Vince Grippi: Gonzaga-Stanford has become one of West Coasts’ best women’s basketball rivalries
Women’s college basketball is littered with great nonconference rivalries.
Connecticut-Tennessee. Iowa-Iowa State. Heck, whomever South Carolina plays more than once.
On the West Coast, though, there aren’t many that garner attention. At least not nationally. Maybe it’s about time that changed. Maybe it’s time, maybe even past time, to put Stanford and Gonzaga in that category.
Though there has been one caveat.
“There is no rivalry until you get somebody,” is how Gonzaga coach Lisa Fortier put it Sunday afternoon.
Right after her 8-2 Bulldogs supplied that element – again – with a dominant 96-78 victory before a sold-out McCarthey Athletic Center crowd, one that played a loud part in a 19-7 third-quarter run that broke open the game.
Another part? Stanford’s best player, a nauseous Cameron Brink, sitting at the end of the bench, towel around her neck, warmup shirt on, the final 26 minutes.
Would her presence on the floor have made a difference? Considering Brink is a first-team All-American, one of the best defenders in nation and averaging 19.6 points in less than 23 minutes a game, sure.
But no one asks how, right? A healthy Brink, who showed some frustration with the officiating, her teammates and the physical play before she sat, would have impacted the margin, though not the outcome.
“Obviously she’s a good player and draws a lot of fouls,” said Maud Huijbens, the Zags’ 6-foot-3 junior post. “She can create some trouble on the floor, but if she had played, we were so connected I don’t think that would have changed (the result) a whole lot.”
Now that’s a good rivalry quote. Isn’t that what such series are about? That and their propensity to bring out the best in players.
Like Huijibens, who had her best game in a Zag uniform with 15 points on seven shots – without a miss. Or like Brynna Maxwell, who shook off an early -season slump to score her Gonzaga-career high 27 points, with only six misses on 16 shots. Or Yvonne Ejim, the Zags’ acknowledged star who starred again, with 25 points and 12 rebounds against the Cardinal’s stable of tall, athletic, strong inside players. Brink or no Brink.
So how did these two schools, one a blue blood with multiple national titles and one of, if not the most-respected coach in the women’s game, develop a rivalry? And keep it going through a pandemic and beyond, including the future?
“There’s just a lot of respect,” said Fortier, who was an assistant when the series began in 2009. “I know I feel it on our side. A lot of respect for them wanting to do that. People don’t want to come up here, not the good teams. The bad teams don’t want to come and play us either, to be honest.”
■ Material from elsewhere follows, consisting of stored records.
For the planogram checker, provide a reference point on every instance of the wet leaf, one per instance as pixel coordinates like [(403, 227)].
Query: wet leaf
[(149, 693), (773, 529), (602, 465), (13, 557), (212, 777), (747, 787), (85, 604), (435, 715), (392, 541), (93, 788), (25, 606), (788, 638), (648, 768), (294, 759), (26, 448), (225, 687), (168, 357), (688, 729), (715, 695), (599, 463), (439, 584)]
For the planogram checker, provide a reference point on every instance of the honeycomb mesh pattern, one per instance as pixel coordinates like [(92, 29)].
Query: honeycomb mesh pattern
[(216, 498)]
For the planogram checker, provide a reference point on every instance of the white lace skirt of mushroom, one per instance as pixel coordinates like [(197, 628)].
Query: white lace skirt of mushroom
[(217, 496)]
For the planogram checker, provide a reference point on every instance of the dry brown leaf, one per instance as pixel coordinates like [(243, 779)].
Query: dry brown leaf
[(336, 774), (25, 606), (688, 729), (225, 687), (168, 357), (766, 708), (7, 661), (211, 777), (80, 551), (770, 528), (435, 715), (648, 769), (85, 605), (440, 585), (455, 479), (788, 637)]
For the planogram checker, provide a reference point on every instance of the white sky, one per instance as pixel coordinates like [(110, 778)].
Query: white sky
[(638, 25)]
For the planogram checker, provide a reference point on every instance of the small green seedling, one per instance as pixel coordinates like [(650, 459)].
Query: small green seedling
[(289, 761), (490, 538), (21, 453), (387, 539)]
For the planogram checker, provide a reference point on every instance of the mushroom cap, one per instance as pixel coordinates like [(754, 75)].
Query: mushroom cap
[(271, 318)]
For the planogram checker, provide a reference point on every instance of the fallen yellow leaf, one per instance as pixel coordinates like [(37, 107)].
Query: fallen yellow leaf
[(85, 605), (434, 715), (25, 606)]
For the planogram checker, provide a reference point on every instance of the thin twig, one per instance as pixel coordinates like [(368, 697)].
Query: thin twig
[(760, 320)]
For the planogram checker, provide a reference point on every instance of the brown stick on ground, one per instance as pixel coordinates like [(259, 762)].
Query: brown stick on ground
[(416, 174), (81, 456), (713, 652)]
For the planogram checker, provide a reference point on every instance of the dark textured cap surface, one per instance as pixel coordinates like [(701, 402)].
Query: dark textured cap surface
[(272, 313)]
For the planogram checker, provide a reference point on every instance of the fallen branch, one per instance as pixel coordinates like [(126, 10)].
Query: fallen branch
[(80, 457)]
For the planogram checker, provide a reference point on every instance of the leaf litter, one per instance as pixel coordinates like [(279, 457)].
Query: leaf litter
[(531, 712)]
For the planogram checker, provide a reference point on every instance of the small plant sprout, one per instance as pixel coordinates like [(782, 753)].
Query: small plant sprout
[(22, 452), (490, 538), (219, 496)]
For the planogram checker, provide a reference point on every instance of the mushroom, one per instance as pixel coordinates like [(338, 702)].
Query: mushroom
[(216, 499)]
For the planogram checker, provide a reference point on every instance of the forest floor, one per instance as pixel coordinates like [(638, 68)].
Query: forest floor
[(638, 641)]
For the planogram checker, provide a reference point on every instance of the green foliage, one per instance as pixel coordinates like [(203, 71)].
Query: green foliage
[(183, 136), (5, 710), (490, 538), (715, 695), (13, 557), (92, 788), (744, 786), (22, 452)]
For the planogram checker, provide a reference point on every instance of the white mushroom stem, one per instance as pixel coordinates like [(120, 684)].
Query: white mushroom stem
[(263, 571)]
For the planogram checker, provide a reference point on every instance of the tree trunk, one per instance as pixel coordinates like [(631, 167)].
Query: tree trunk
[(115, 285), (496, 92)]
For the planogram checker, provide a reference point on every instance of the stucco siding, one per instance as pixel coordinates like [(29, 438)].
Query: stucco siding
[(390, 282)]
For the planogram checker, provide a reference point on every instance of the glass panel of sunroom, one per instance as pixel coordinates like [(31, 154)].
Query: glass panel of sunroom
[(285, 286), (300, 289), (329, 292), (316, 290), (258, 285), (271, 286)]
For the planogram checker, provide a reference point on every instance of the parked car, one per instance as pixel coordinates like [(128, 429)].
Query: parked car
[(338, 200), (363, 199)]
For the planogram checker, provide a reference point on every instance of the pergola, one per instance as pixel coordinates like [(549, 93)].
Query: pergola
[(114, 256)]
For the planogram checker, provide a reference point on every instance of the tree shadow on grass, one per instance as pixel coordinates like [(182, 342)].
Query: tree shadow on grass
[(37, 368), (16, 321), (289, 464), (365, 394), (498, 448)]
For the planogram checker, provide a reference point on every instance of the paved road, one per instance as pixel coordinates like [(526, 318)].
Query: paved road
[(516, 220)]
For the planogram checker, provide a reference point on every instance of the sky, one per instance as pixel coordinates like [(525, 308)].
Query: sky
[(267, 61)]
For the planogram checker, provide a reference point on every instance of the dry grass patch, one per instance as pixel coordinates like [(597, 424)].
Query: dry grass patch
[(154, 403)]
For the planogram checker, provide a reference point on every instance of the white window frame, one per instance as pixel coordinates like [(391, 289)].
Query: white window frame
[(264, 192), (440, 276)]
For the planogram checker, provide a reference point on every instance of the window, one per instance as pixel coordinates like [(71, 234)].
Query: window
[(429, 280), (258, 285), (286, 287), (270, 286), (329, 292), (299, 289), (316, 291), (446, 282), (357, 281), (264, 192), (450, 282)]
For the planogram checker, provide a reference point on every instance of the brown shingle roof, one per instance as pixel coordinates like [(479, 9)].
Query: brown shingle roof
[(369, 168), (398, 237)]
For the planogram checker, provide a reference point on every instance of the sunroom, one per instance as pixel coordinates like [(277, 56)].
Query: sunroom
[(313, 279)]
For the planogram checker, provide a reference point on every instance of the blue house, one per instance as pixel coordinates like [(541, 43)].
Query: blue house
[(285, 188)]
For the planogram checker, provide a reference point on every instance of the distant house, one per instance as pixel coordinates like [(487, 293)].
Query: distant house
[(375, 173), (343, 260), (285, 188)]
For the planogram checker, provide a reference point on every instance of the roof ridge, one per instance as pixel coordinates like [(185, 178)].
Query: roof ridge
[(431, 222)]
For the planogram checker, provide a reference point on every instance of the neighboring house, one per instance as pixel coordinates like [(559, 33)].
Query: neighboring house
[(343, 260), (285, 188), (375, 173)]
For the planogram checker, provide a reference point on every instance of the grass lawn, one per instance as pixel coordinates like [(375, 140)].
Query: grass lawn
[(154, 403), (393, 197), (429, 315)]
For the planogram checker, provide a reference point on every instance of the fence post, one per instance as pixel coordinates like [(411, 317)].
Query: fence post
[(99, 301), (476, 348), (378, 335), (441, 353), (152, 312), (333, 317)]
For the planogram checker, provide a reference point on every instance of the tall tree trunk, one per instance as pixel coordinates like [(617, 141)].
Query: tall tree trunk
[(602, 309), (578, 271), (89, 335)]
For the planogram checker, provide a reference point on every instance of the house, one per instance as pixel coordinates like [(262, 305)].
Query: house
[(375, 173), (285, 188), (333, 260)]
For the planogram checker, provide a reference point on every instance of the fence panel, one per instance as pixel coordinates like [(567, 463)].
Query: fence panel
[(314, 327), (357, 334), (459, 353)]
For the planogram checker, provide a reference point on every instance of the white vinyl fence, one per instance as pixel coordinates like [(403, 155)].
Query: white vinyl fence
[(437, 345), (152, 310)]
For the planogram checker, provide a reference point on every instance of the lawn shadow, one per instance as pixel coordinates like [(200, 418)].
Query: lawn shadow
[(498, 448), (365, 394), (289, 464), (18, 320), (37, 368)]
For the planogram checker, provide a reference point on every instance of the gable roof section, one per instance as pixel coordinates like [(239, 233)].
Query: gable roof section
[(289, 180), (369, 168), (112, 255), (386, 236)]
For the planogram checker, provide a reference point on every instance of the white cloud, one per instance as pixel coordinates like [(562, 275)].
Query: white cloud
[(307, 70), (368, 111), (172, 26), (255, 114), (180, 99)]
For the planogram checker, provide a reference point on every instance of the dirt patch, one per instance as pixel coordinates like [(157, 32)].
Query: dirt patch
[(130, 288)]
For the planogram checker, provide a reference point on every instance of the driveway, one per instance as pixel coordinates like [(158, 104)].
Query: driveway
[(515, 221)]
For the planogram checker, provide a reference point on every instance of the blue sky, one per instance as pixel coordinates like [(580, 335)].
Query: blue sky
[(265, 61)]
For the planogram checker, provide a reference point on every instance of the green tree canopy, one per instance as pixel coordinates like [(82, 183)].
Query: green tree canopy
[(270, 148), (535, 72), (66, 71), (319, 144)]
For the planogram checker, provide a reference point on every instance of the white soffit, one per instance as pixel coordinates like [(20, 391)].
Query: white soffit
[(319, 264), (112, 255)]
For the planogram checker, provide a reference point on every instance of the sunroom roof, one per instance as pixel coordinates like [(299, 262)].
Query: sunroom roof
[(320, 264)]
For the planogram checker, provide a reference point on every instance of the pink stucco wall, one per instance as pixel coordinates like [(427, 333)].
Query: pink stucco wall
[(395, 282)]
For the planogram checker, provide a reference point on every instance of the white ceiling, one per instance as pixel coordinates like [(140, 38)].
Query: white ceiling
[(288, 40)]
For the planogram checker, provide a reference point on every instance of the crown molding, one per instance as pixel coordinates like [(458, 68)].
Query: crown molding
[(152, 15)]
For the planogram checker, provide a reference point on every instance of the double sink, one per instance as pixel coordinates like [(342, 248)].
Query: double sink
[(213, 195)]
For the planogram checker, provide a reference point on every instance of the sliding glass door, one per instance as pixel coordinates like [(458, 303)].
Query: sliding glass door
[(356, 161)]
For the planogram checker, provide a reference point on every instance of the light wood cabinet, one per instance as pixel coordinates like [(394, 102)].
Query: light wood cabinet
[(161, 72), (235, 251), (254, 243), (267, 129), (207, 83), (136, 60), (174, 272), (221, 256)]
Stanford isn’t the latter. They came in 9-0. Ranked third in the country. Featuring Brink (who had 10 points in a dozen minutes), veteran wing Hannah Jump (13) and junior post Kiki Iriafen (10 and seven boards), whose presence inside without Brink drew eight fouls.
And yet, for the second time in their last three visits, the Cardinal leave with a loss. It snapped their four-game streak in the series and gave GU three wins in the last eight meetings.
“This is the best team we’ve played so far,” Stanford coach Tara VanDerveer said after emerging from a quiet locker room, “in a very tough environment.”
Considering VanDerveer’s team already owns wins over then-ninth-ranked Indiana and No. 13 Florida State, that’s respect. So is playing Gonzaga pretty much every year – including twice one year during the pandemic.
“That means something,” Fortier said of the Hall of Fame coach’s comment. “She knows what she’s talking about. She’s not just someone who is a casual fan. She knows everything that anyone could ever want to know about basketball.”
And now Fortier might be able to get the most important people around the program to feel the same way.
“Hopefully, it’ll help us believe in ourselves,” she said, channeling her inner Ted Lasso.
Fortier shared that, on Saturday, the Bulldogs had one of their “positive growth meetings” and talked about things they were struggling with.
Confidence was mentioned. A lot. How they play better when they feel it.
“Hopefully they see today, as the collective group, that we should be confident,” Fortier said.
Why not? After all, they just posted an 18-point win in the West Coast’s best nonconference rivalry.